– У меня нет ответа на твои вопросы, – стал оправдываться я, – каждый день задаю их себе. Поэтому и приехал. Мне нужно извиниться.
Ида несколько секунд сверлила меня ледяным взглядом синих глаз, а затем сказала:
– Ладно, – она указала рукой на подсобку, – Юнона там. Даю тебе десять минут.
– Спасибо.
Подсобное помещение было не больше нашего с Максом кабинета. Пахло смесью сырости, грунта и каких-то цветов. Вся комнатушка была заставлена стеллажами с растениями разных видов. На полу стояли большие, на полках – поменьше. За мебелью Юноны не было видно. Я осторожно ступал между полками, стараясь ничего не задеть. Наконец, за одним из стеллажей оказался стол, за которым сидела Сафи. Она пересаживала небольшие ростки в горшочки побольше. В ушах девушки были воткнуты наушники. От напряжения она прикусила губу.
В старенький деревянный стол был вмонтирован странный источник света с десятком маленьких лампочек.
При виде Юноны желудок сделал сальто. Невольно я стал рассматривать лицо девушки, которое до этого видел лишь покалеченным или на фотографиях полицейских сводок. Синяки уже практически зажили, и где-то внутри моего сознания появилась мысль: Юна весьма симпатична.

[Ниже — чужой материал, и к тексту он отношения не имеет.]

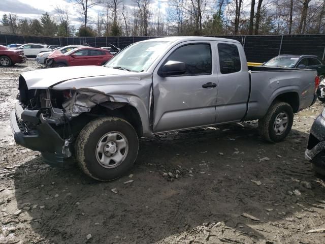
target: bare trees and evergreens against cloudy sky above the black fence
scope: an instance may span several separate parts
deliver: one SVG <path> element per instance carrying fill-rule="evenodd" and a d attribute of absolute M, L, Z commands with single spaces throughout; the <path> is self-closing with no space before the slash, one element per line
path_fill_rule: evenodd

Наконец, она заметила меня и подняла взгляд. Несколько секунд она удивлённо смотрела прямо мне в глаза. Короткая стрижка шла ей, обнажая красивые черты лица и делая глаза ещё больше. Они походили на два чёрных ночных неба, в которых сейчас вместо звёзд отражались лампочки. На ней был надет выпачканный фартук и дурацкая растянутая кофта.
– Зачем приехал? – холодно спросила Юнона, вынимая наушники и складывая грязные от почвы руки на груди.
Я почесал затылок, поправил очки и потупил взгляд:
– Хотел извиниться лично. Не могу избавиться от чувства вины за то, как обошёлся с тобой.
Юна не опускала холодного взгляда, зло хмыкнула и ответила:
– Мне не нужны извинения. Я тебе об этом писала. И, ей-богу, – она закатила глаза, – лучше бы ты пристрелил меня в лесу.
– Не лучше, – возразил я.
Она отвела взгляд в маленькое грязное окно, и в подсобке повисла странная тягучая тишина. Мне вдруг стало неловко. Кажется, Макс оказался прав, и решение приехать сюда было настоящим ребячеством. Юнона будто прочла мои мысли:
– Гарьер, я не держу на тебя зла, можешь перестать мучиться.
Я сделал неуверенный шаг вперёд, облокотился ладонями о стол и виновато сказал:
– Спасибо, мне стало легче.
Но это было неправдой. Внутри варились странные смешанные чувства.
– У меня есть ещё кое-что, кроме жалких извинений.